A Decade of the Who: An Authorized History in Music, Paintings, Words and Photographs, edited by Ted Dicks (Fabulous Music/Music Sales, 239 pp., $9.95 paperback). An uninspired piece of work, albeit very inclusive. The sole gem is a frighteningly intense interview with Pete Meaden, the road manager of the Who in their High Numbers days. Twelve years after, he’s still living in his small moment of the pop past—a world in which masturbation was an act of freedom, because it released you from dependence on other people; a world in which clothes weren’t fashion, they were life. “You see,” Meaden says, “when you’re a Mod… the shoes have to be just right, you do understand that?
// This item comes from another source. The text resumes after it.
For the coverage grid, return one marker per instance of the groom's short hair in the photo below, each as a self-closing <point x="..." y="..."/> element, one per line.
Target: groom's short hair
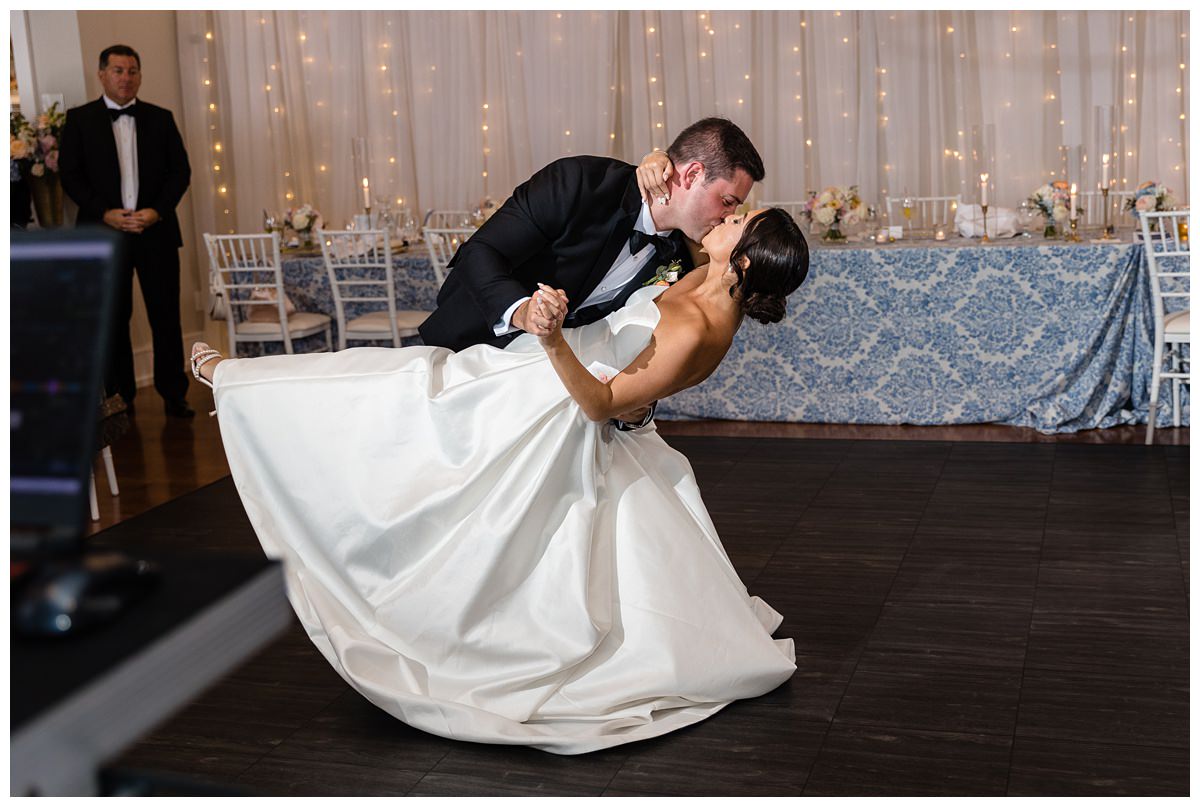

The detail is like custom built, b-i-l-t–custom built—and you shoot a man if his shoulder pads are wrong, you know? You just don’t go back. You just look at him and you feel ill, you know? ‘Cos he’s done something wrong. Something’s so precious to you that somebody else has abused.” Meaden’s schizophrenic use of the present tense notwithstanding, the most unsettling news A Decade of the Who has to offer is that My Generation is out of print—which suggests that the real enemy is someone other than the guy with the wrong shoulder pads.

meaden

Pete Meaden, Mod

The Book of Rock Quotes, compiled by Jonathon Green (Omnibus, 126 pp., illustrated, $4.95 paperback). Not a reference book, but a toy, and a pretty good one, even if Green unnecessarily pads his text with lyrics, offers Lou Reed as guru, misquotes “Speedo,” and supplies neither dates nor sources—the latter being especially important for an utterly scandalous line “attributed to” Mike Curb, once head of MGM Records and now angling for the lieutenant governorship of California (see page thirty-six; we can’t print it). I loved the book anyway, for Bonnie Raitt on good times: “I don’t want to see any faces at this party I haven’t sat on”; P.J. Proby on justice: “I am an artist and should be exempt from shit”; blues singer Gus Cannon on his childhood: “They started to raise me in Mississippi, but the rope broke”; Phil Spector on “River Deep—Mountain High”: “That record sounds like God hit the world and the world hit back”; and TV producer Jack Good’s exhortation to crippled Gene Vincent: “Limp, you bugger, limp!”


THE PAPERS AND THE TRASH


The Tangent Factor, by Lawrence Sanders (Putnam, 308 pp., $8.95). The second in what will surely be a series of novels about twenty-seven-year-old Obiri Anokye, who in last year’s The Tangent Objective took over the mythical African nation of Asante and in this volume embarks upon his campaign to conquer the entire continent. The premise is terrific, and so is the execution: it’s hard to tell if Sanders or his hero is more ruthless, but both are out for adventure and both deliver. One cavil: I wish Sanders would skip over Nigeria, clearly the next target of the Asante empire builders, and send Obiri Anokye into Rhodesia; if he doesn’t hurry, the Patriotic Front will get there first.

Purloining Tiny, by John Franklin Bardin (Harper & Row, 185 pp., $7.95). This is Bardin’s attempt to return to the style of the three shattering psychological mysteries he wrote in the Forties (collected in The John Franklin Bardin Omnibus, Penguin), but from the archaism of the title to the cheat of the last page, his touch is off. Bardin’s characters act scared, but they’re not—three decades ago, Bardin’s characters were scared because he was.

A Mile Above the Rim, by Charles Rosen (Ballantine, 248 pp., $1.95). A novel that does for basketball what The Clansman did for Reconstruction—buries it in racism. A main selection of the National White People’s Party Book Club.